Des méthodes de torture documentées et des victimes anonymes
Les méthodes de torture attribuées à Khaled Al-Halabi, telles que décrites par le ministère public autrichien, révèlent une brutalité méthodique. Les détenus auraient été frappés à coups de bâton sous la plante des pieds, soumis à des électrochocs après avoir été arrosés, ou encore immobilisés par la technique du « tapis volant », une méthode connue pour provoquer des douleurs extrêmes et des séquelles durables. Der Standard rappelle que ces pratiques s’inscrivaient dans une politique systématique de répression menée par le régime syrien contre ses opposants, notamment dans la prison de Raqqa, un bastion de l’opposition avant sa reprise par les forces loyalistes.
Les violences sexuelles, également évoquées dans l’acte d’accusation, ajoutent une dimension particulièrement odieuse à ces crimes. Bien que les victimes ne soient pas nommées publiquement pour des raisons de confidentialité, leur existence est attestée par les enquêtes menées en Autriche. Ces actes, s’ils sont avérés, pourraient constituer des crimes contre l’humanité, une qualification juridique qui ouvre la voie à une condamnation selon le principe de la compétence universelle.
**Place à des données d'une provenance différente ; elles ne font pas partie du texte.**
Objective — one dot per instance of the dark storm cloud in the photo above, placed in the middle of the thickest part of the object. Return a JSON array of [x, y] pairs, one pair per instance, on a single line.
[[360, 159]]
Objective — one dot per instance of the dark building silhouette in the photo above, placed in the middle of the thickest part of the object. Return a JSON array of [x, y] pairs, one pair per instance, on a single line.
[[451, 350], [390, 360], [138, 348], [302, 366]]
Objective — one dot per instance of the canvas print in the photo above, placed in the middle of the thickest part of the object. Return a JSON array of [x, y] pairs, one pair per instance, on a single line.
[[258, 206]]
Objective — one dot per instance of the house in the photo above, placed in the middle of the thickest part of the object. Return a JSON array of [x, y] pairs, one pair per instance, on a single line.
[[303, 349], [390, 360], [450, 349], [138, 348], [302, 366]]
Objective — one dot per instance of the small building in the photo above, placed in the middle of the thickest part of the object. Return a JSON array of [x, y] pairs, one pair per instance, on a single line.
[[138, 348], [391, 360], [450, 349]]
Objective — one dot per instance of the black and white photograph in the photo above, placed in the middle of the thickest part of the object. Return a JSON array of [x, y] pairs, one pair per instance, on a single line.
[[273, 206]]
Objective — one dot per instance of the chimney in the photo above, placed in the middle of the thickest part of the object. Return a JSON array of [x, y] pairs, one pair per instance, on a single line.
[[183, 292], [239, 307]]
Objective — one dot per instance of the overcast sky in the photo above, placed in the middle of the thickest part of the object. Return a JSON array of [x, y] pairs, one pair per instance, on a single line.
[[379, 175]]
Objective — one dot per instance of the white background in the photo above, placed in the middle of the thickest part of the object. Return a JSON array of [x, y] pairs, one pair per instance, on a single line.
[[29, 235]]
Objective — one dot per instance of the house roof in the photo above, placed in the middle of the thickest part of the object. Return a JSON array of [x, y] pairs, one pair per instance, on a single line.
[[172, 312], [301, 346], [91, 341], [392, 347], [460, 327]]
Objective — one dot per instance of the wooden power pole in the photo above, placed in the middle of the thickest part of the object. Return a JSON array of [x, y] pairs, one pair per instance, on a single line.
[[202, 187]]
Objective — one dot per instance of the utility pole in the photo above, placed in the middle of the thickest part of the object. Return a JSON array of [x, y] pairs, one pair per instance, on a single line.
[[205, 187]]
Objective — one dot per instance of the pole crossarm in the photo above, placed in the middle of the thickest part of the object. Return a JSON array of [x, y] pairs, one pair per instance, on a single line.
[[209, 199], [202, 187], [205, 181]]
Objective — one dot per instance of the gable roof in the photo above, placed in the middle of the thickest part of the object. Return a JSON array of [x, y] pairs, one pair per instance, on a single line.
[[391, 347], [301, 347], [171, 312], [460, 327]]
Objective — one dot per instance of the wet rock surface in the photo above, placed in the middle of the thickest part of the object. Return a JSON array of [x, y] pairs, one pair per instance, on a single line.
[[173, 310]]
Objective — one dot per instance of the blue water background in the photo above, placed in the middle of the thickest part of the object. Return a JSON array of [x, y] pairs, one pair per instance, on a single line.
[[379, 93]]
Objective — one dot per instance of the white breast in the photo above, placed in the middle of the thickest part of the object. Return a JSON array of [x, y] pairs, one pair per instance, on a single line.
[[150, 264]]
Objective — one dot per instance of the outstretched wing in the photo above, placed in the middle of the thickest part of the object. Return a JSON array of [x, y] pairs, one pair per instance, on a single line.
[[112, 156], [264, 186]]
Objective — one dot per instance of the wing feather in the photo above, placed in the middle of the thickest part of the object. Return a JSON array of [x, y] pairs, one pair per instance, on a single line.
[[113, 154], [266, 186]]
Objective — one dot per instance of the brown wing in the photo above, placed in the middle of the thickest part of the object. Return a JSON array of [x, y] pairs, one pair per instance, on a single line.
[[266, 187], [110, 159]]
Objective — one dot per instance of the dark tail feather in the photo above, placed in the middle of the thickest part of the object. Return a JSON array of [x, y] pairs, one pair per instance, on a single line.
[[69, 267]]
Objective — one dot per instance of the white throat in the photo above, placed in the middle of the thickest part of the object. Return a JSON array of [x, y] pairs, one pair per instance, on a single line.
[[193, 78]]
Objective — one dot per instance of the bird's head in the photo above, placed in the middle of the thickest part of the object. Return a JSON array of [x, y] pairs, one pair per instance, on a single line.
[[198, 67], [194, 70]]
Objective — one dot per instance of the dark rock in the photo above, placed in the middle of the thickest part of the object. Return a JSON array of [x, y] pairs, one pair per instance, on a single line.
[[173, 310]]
Un précédent judiciaire pour l’Autriche et l’Europe
Si Khaled Al-Halabi venait à être condamné, ce procès marquerait une étape majeure pour la justice autrichienne. Comme l’analyse Der Standard, « en cas de condamnation d’Al-Halabi, l’affaire créerait un précédent historique – il s’agirait en effet de la première condamnation selon le principe de la compétence universelle en Autriche ». Ce principe juridique permet de juger des crimes commis à l’étranger, par des étrangers, contre des étrangers, dès lors que l’accusé se trouve sur le territoire national. L’Autriche suivrait ainsi la voie tracée par l’Allemagne, qui avait condamné en 2021 un ex-colonel syrien, Anwar Raslan, à la perpétuité pour crimes contre l’humanité. Dans ce dossier allemand comme dans celui d’Al-Halabi, « il s’agissait d’infractions au droit international commises par un Syrien, en Syrie, contre d’autres Syriens », rappelle Der Standard.
Ce procès s’inscrit donc dans une dynamique européenne plus large de lutte contre l’impunité des crimes de guerre. Il illustre aussi les défis auxquels sont confrontés les pays européens dans l’accueil de réfugiés potentiellement impliqués dans des crimes graves, un équilibre délicat entre protection des victimes et respect du droit international.
Pour l’heure, l’attention se porte sur la salle d’audience viennoise, où s’écrit une page de l’histoire judiciaire autrichienne. Ce procès rappelle que, même des années après les faits, la justice peut, sous certaines conditions, retrouver la trace des bourreaux et offrir une voix aux victimes.
L’Autriche applique le principe de la compétence universelle, qui permet de juger des crimes de guerre, crimes contre l’humanité ou génocide, quel que soit le lieu où ils ont été commis, la nationalité des victimes ou celle de l’accusé. Ce principe repose sur l’idée que certains crimes sont si graves qu’ils touchent l’humanité toute entière. En Autriche, ce cadre juridique a été renforcé ces dernières années, notamment pour répondre aux demandes de la société civile et des associations de victimes. L’Allemagne a déjà condamné des responsables syriens selon ce principe, comme en 2021 avec l’affaire de l’ex-colonel Anwar Raslan.